The most unusual speedup number in the table is “∞×” for the teaser row. Zsolnai-Fehér immediately qualifies it: it does not mean a time machine. It refers to cases where the previous VBD method fails to converge at all. In the shown “Animal crossing” failure, the squishy figures get stuck in mid-air instead of settling into the container. The new technique is then shown resolving the same kind of scene smoothly, with the figures falling, compressing, and piling up.

Prepared assets pay the setup cost before runtime

The limitation is explicit: the method has a pre-computation step. Before the simulation starts, it must run calculations. For the dragon, Károly Zsolnai-Fehér says this takes about 7 minutes. For huge scenes, he gives a figure of 67 minutes.

That precomputation is part of the method’s cost profile. The interactive dragon runs in real time once prepared, and the benchmark table lists preparation separately from simulation time. The table’s “Pre. time” column includes 1 minute for the house of cards and cloth, 7 minutes for the dragon, 45 minutes for the barbarian ships, and 67 minutes for the squeezed puffer ball.

Zsolnai-Fehér’s reading of the paper is that the precomputed object is the rest-shape Hessian matrix per deformable asset. The implication he draws for games is bounded but important: this work can be done before shipping a game. If that interpretation holds for an asset, the user would not wait through the setup calculation; they would see the fast simulation after the precomputation has already been paid.
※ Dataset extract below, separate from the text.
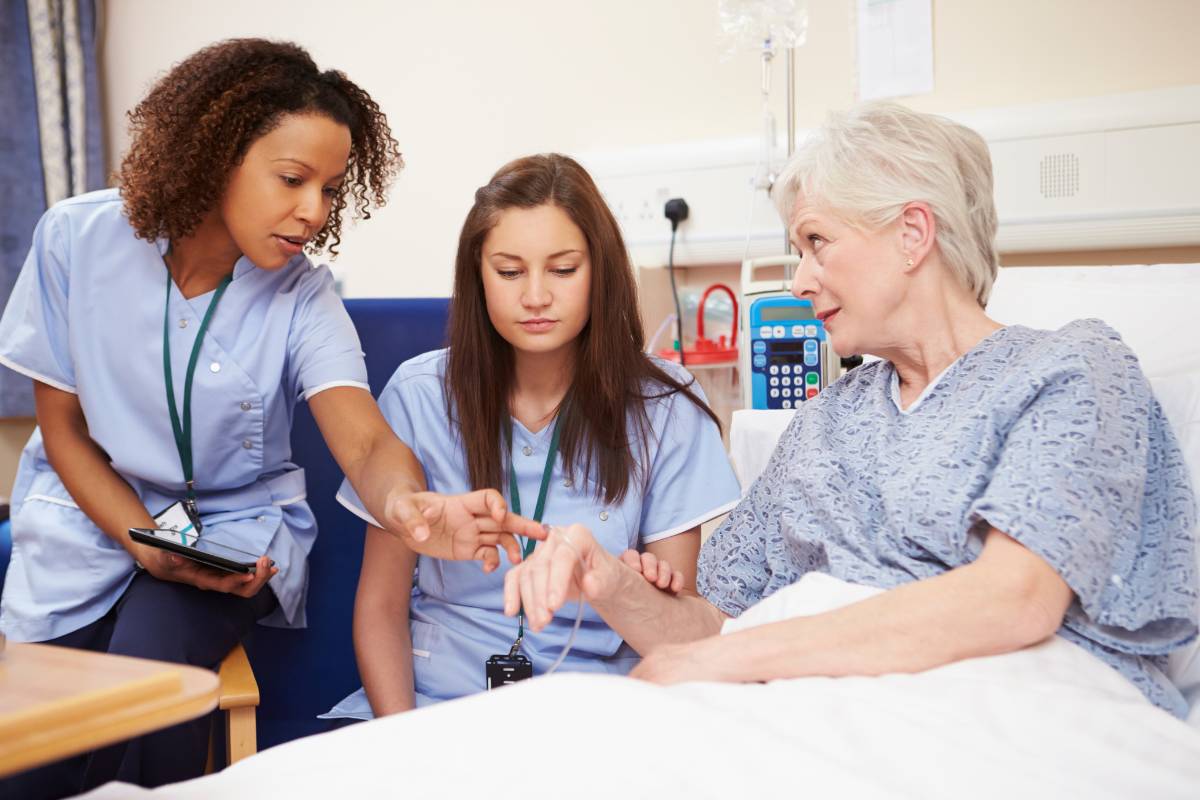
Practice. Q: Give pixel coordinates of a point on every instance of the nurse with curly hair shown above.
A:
(171, 325)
That is the sense in which the work is presented as relevant to games: precompute per deformable asset before shipping, then use the prepared asset for fast runtime simulation.
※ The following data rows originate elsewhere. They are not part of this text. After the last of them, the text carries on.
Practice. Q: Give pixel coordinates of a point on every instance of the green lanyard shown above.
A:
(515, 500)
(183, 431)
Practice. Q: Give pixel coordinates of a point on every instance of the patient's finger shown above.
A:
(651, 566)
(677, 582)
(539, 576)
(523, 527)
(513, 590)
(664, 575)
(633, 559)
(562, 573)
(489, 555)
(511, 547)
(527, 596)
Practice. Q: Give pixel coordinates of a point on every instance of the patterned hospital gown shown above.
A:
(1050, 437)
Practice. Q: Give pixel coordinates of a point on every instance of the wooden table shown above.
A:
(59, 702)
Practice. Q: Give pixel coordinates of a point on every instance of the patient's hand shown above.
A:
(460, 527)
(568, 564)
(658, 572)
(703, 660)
The strongest version of the result is fast runtime after asset precomputation

The method changes what looks practical for prepared high-detail deformable scenes: millions of elements, stable contact-heavy motion, and simulation times that can be viewed interactively or near-interactively after precomputation. Károly Zsolnai-Fehér also emphasizes that the work is open science.

The useful distinction is between three claims. First, the method can run some prepared deformable scenes in real time, as with the 100,000-element dragon. Second, it can run much larger scenes fast enough to inspect as they compute, as with the 2.5-million-element barbarian ships at 3 frames per second. Third, in the examples shown, it reports large speedups over VBD—30× to 170× in Zsolnai-Fehér’s summary—and in some cases avoids convergence failures where VBD does not finish.